A recent study conducted by the Center for Global Development has unveiled a challenging outlook for African nations aiming to replicate East Asia’s success in industrialization as a means to alleviate poverty. The research, encompassing 59 countries, including China, indicates a dwindling share of factory employment worldwide by mid-century, even in countries with an abundance of low-cost labor.
Contrary to the trajectory followed by East Asian nations, most countries, particularly in Africa, are projected to experience stagnation in manufacturing job growth. While China is anticipated to continue expanding its manufacturing output, dominating the global landscape, other developing regions, including Africa, Southeast Asia, and Latin America, are unlikely to follow suit.
The study’s authors, CGD senior fellows Charles Kenny and Ranil Dissanayake, assert that many countries will bypass the traditional agriculture-to-manufacturing transition and instead leapfrog into the services sector. This shift is expected to occur at an accelerated pace, driven in part by technological advancements, even in countries like Bangladesh and Ethiopia.
Kenny emphasized, “There’s still a popular idea that low-income countries will progress naturally from being dominated by agriculture to manufacturing-led growth, but mounting evidence suggests that’s not going to happen. We think that farms are going to empty out across Africa and Asia in the coming decades, but people are likely to flood into offices and shops, not factories.”

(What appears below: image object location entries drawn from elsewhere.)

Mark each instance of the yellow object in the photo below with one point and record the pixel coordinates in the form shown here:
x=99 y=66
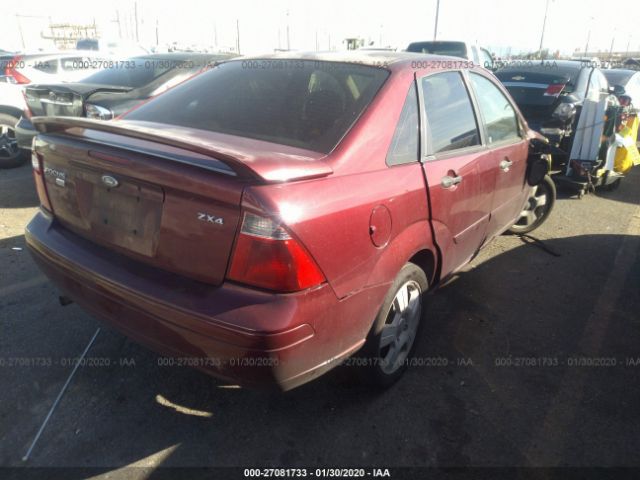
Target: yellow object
x=627 y=154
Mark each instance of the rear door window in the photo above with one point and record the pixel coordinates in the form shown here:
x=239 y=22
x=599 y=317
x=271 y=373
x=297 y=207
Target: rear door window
x=497 y=112
x=451 y=122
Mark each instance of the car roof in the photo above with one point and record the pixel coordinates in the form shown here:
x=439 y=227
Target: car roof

The study’s global projections through 2050 highlight a significant trend. For the world’s lowest-income nations, the number of manufacturing jobs is expected to barely keep pace with population growth over the next three decades, with manufacturing remaining a relatively small sector in their economies. In low-income countries, manufacturing jobs are forecasted to remain below 8% of total employment.
In contrast, the private service sector is set to thrive, accounting for approximately 37% of global jobs by 2050, and 26% in today’s low-income countries, compared to approximately 12% presently.
While China appears to be an exception, expanding its manufacturing output significantly, the rest of the world, including Africa, is poised to take a different development path. Rather than following East Asia’s manufacturing-focused model, many nations will chart a course directly from agriculture to services.
This evolving economic landscape presents opportunities for job creation, technology adoption, and the diversification of economies across the African continent. While the manufacturing growth trajectory may not mirror East Asia’s, there is hope that Africa’s unique path will bring prosperity and development in its own right.